ジークハルトを可愛いと言えるのは、彼の両親と陛下とロイスくらいだろうなと思う。
身長がかなり高いジークハルトは、今年5年生で16歳になる。
騎士団の方々と並んでいても見劣りしないが、どことなく幼い印象がまだ残っていた。
笑顔も多くて、可愛いと皆が言うのもわかる。
「可愛いと思うが?褒めているつもりなんだが…何かおかしかったか?」
素で不思議そうに首をかしげるロイスに、ジークハルトはぐっと言葉を飲み込んでいる。
「ぅ……褒めてるというなら…一応礼はいうが…その…ありがとう。」
ロイスは、うんうんと嬉しそうに微笑む。
冒険者の時の無表情なロイスのイメージが強かったから、こうやって穏やかに微笑むロイスというのも、変化の一部なのだろうなと思いつつロイスとジークハルトの様子を眺める。
「うん。ジークハルトはそういう素直な所も可愛いな。いいところだ。」
ロイスの言葉に、ジークハルトは、顔を赤くして絶句している。
他意がないロイスの言葉は、ジークハルトは必死に言葉を探している様子だ。
僕は目の前で繰り広げられている光景は前世の妹がいたら、きっと悶えているだろう。
トリスティ曰く、そのうち二人は、勝負でもしてジークハルトは僕の婿候補から降りるのでは?などと冗談半分で言っている。
本人は否定してるが。
リオンはトリスティとロイスには興味なしのようだ。
もちろん、友人としては大切に思っているが。
リオンにその気が無いなら、別の人と恋仲になってもいいよなぁなど、と僕はお気楽に考えてしまう。
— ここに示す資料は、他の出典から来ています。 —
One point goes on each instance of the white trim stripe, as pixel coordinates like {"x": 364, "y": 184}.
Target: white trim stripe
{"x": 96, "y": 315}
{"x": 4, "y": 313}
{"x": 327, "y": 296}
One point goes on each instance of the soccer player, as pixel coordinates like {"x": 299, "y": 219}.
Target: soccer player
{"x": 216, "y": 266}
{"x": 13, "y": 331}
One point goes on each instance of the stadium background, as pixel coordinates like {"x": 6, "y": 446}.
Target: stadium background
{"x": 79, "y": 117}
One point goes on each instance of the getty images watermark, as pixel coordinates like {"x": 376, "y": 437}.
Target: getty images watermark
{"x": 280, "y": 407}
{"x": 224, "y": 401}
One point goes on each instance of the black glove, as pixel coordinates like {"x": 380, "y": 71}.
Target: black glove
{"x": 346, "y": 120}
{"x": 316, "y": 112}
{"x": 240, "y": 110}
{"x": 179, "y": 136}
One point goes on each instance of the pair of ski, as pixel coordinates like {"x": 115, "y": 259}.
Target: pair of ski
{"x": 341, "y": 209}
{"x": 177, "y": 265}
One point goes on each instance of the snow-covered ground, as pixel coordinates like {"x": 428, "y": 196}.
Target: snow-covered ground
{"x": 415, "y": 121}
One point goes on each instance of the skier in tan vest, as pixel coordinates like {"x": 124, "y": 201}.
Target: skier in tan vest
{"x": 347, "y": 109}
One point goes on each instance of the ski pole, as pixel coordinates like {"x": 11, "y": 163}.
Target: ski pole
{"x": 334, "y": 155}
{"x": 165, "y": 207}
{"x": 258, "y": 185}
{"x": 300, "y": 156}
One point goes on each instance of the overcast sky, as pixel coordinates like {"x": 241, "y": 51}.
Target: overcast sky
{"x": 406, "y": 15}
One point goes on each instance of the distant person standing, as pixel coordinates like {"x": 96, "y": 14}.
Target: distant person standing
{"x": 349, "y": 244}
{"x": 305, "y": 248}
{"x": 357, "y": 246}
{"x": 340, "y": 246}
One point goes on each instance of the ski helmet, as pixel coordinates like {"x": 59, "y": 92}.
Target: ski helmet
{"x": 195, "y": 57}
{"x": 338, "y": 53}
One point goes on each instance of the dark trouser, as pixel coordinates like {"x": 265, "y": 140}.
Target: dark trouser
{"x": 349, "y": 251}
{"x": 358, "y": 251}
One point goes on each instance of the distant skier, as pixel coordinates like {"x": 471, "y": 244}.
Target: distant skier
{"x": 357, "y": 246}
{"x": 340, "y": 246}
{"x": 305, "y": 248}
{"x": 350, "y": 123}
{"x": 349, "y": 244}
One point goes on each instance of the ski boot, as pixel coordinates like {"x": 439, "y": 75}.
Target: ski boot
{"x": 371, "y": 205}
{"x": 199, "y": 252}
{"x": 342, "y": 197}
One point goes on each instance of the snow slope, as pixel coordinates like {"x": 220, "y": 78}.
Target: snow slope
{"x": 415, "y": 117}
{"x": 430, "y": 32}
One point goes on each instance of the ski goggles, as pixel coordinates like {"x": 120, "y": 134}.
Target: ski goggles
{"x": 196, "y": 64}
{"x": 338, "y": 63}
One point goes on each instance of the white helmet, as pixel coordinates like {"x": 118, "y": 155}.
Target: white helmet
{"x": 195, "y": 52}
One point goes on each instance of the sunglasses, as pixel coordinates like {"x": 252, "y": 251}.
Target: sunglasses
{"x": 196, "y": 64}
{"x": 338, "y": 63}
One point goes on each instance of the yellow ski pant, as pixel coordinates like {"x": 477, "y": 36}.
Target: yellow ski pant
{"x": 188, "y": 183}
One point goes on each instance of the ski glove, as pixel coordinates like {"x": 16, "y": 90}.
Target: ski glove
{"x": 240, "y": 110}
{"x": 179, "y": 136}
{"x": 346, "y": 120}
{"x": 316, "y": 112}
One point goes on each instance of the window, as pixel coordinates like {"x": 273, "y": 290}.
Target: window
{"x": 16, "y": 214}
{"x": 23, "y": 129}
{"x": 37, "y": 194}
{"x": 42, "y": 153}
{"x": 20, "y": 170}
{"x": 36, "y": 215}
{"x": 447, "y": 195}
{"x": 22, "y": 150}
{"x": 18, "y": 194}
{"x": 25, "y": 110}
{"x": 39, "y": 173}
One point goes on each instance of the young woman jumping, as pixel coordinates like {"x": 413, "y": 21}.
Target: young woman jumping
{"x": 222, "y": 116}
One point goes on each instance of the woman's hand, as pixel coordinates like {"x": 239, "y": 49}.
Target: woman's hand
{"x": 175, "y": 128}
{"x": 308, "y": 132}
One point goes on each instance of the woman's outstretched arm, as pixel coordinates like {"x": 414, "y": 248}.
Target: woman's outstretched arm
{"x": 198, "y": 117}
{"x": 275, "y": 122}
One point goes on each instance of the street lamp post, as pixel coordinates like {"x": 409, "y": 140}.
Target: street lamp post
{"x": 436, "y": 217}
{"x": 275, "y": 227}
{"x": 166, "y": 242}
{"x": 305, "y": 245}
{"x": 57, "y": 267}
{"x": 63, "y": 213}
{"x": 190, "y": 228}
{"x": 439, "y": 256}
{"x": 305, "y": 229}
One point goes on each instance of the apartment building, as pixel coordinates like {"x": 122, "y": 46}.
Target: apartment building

「可愛いなどと言うな。俺は…陛下とラスティを嫁にして幸せにするんだからな。可愛いではなくカッコイイを目指しているんだ!」
ジークハルトの言葉に僕は苦笑する。
「僕は、ジークハルトはカッコいいとも思っているよ。」
僕の言葉にジークハルトは、そうかとそうかと微笑む。
カッコいいし、美人さんである。
「あと、綺麗で可愛いとも思ってるけど。」
そう言って笑うと、ジークハルトは、うっと唸った。
「ラスティまでそんなことを…」
こればかりは本心だ。
ジークハルトは、かっこいいし、基本美人で綺麗だし、陛下やロイスと話していると可愛い。
僕には基本的にはカッコいいジークハルトだけども。
陛下やロイスは僕の傍にいるのだから、可愛いジークハルトも見れる。
「僕おかしなこと言った?ほんとのことしか言ってないよ?」
ロイスは、そうですねと頷く。
マールとノルンもそうですよねぇと頷いた。
「みんなして…俺は、陛下とラスティにふさわしい強い男になろうと…。」
僕は頷く。
「うん。ジークハルトはとっても強くてカッコよくて美人でカワイイと思う!すごいと思う。」
ジークハルトは、ああああ~と頭を抱えた。
いや…そうだから仕方ないだろう。
強くて、美人で、可愛いのだから仕方ない。
ジークハルトには悪いが、僕に『俺』の記憶がある限り16歳の少年の行動は初々しくて可愛いところなんぞ数えきれないくらいあるものだ。
「ラスティの曇りのない瞳にそれを言われると、嬉しいんだか悲しいのかわからん。」
もちろん、ジークハルトは未だに陛下に勝負を挑んでいるし、最近はロイスも陛下に勝負を挑んでいる。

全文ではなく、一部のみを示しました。